Angela Merkel, who previously said vaccination would not be compulsory, said on Thursday (December 2) that if she were a member of the Bundestag, she would vote in favour of mandatory vaccination.
Italy was one of the first countries to mandate vaccination for health professionals in April in an effort to protect patients.
“Vaccination is an essential requirement for the exercise of the profession,” Italy’s health ministry said.
They recently extended that obligation to teachers and administrative school staff, the military, police and rescue workers. It will enter into force from December 15.
Instead of mandating vaccines further, Italy strengthened its “green pass”, requiring recovery from COVID-19 or vaccination in order to access shows, sporting events, and nightclubs.
From September, France has required health and care professionals, firefighters and transport workers to be vaccinated.
People with jobs who are in contact with the public must have a health pass in order to go to work proving that they are vaccinated against or recovered from COVID-19 or that they have had a negative test result.
Access to bars, restaurants, gyms and many events require a health pass as well.
Health minister Olivier Véran said mandatory vaccination was not the “choice France had made”, explaining that it would be more difficult to enforce for adults than it currently is for children.
COVID-19 vaccines will be mandatory for health and social care workers by April 1 in England, UK health secretary Sajid Javid said in November as COVID-19 cases soared.
Javid said in a BBC interview however that he did not think the UK would “ever look at” mandating vaccines for the general population, stating that vaccine hesitancy was low in the country.
A spokesperson for the Swedish health minister told Euronews the government does not plan to introduce compulsory vaccination.
“Keeping vaccinations voluntary, building trust and helping citizens make informed decisions, has proved to be successful in reaching high vaccination rates in Sweden,” the spokesperson said.
From December 1, Sweden imposed a COVID-19 pass for entry to public indoor events with more than 100 people.
The pass attests that the holder has been fully vaccinated, tested negative for the virus, or recovered from the disease.
Vaccination is required in Hungary for health workers, state school teachers and people working in state institutions.
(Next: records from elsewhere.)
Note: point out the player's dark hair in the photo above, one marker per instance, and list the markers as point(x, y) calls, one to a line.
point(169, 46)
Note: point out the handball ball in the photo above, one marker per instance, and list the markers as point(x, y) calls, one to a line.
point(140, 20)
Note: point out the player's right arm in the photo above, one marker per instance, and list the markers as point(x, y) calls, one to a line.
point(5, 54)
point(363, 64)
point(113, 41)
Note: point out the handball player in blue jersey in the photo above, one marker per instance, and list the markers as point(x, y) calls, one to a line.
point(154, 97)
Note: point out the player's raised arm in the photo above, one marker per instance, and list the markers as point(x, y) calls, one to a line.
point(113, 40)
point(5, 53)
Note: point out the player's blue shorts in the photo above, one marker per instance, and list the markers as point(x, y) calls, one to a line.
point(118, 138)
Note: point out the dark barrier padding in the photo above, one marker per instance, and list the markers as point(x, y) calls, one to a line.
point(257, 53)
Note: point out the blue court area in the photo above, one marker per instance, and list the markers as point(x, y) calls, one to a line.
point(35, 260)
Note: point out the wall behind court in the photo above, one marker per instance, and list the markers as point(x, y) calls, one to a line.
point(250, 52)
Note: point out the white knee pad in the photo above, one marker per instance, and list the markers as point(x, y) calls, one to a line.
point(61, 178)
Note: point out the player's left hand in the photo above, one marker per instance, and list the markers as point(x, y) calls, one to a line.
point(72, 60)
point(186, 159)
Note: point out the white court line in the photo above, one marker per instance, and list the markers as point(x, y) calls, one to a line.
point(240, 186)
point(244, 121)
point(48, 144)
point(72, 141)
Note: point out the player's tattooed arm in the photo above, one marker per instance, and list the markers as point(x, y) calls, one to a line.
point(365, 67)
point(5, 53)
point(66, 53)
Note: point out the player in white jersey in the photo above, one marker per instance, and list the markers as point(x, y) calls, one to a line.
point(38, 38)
Private companies are allowed to decide whether workers must be vaccinated or not.
Hungarian officials, including Prime Minister Viktor Orban, have urged citizens to get vaccinated as soon as possible.
Prime Minister Mette Frederiksen said on Wednesday that they “would very much like it to be the individual who makes the decision”.
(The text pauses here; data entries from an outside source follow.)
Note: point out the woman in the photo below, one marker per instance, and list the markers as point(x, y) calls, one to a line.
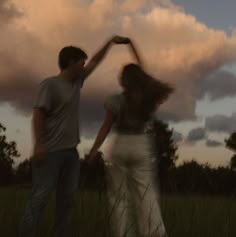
point(130, 178)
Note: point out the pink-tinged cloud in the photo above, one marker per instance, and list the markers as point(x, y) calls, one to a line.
point(176, 47)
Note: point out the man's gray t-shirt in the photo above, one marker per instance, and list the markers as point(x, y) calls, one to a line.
point(59, 99)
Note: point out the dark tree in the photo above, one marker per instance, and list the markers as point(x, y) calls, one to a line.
point(165, 150)
point(8, 152)
point(233, 162)
point(231, 144)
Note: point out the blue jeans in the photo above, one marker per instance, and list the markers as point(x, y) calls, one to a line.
point(59, 170)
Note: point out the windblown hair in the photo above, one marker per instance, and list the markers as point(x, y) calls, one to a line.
point(143, 94)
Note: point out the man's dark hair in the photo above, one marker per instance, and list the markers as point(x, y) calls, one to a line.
point(68, 54)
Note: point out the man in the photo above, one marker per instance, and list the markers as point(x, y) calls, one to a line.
point(55, 160)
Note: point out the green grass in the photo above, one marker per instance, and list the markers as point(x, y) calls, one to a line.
point(184, 216)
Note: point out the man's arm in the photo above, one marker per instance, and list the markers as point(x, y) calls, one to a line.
point(37, 129)
point(97, 58)
point(135, 52)
point(102, 134)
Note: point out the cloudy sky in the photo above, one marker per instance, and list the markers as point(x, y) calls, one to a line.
point(190, 44)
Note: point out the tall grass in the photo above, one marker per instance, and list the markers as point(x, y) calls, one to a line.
point(184, 216)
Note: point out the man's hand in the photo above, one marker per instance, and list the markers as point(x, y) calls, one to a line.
point(120, 40)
Denmark has issued a COVID-19 pass requiring vaccination, recovery from the virus, or a negative test to access much of public life including restaurants, cinemas and hairdressers.
Switzerland’s government states that “legally, a general obligation for the population to be vaccinated is excluded”.
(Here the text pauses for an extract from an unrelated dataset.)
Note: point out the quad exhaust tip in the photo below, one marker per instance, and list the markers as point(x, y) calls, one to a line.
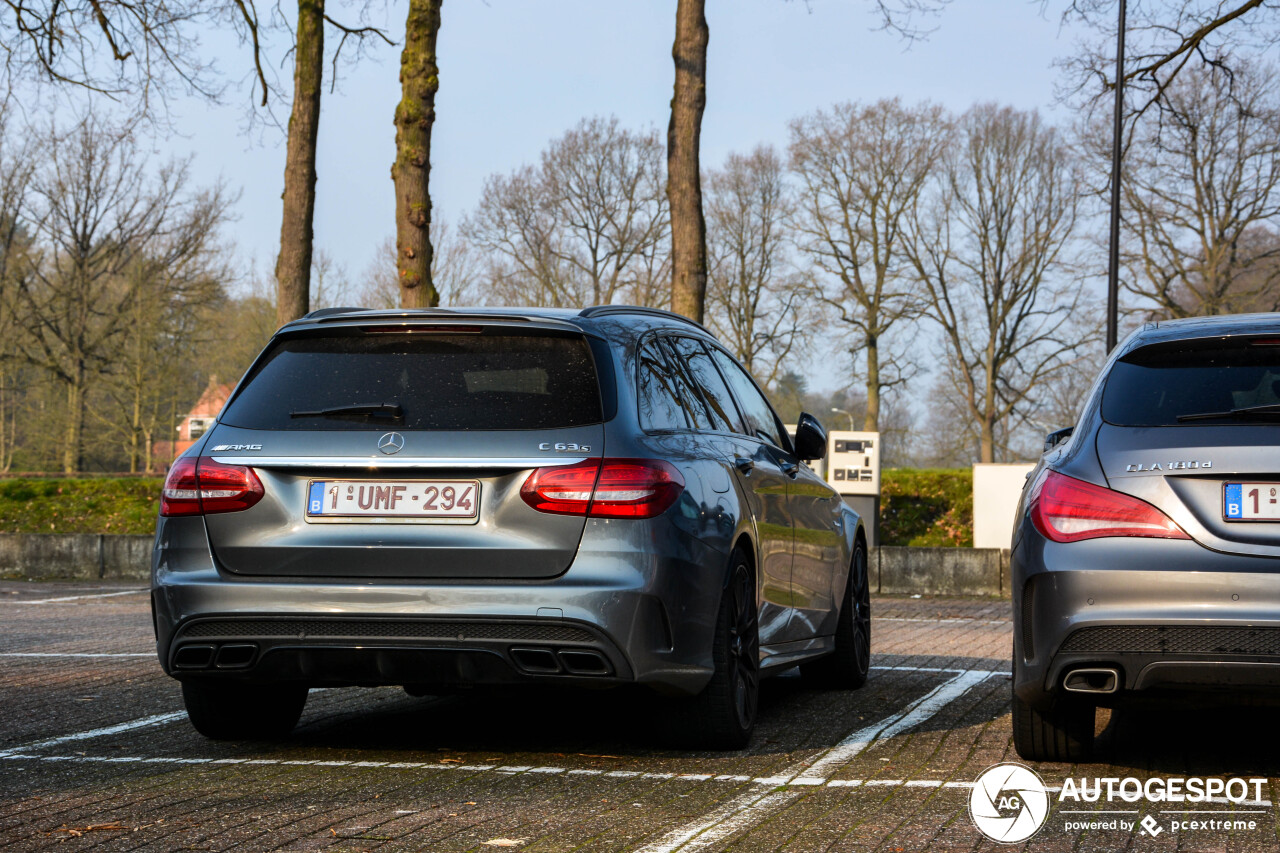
point(1098, 679)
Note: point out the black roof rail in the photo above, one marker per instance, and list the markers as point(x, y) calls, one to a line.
point(603, 310)
point(320, 313)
“Transparent and understandable information should allow each person to make their decision freely,” the public health office says.
The government or local cantons can however impose vaccination on “vulnerable groups of people and for certain people, under very strict conditions.” However, no one can be “forced” to get vaccinated.
The Swiss recently voted in favour of COVID-19 measures, including maintaining the use of health passes to access public life, in a referendum.
Latvia has measures in place that restrict people who are unvaccinated.
From 15 December, workers must present a COVID-19 vaccination or recovery certificate. In state institutions, this applies to people who work remotely as well.
A COVID-19 pass, proving vaccination or recovery from the virus, is also required to access retail stores, cultural events and restaurants.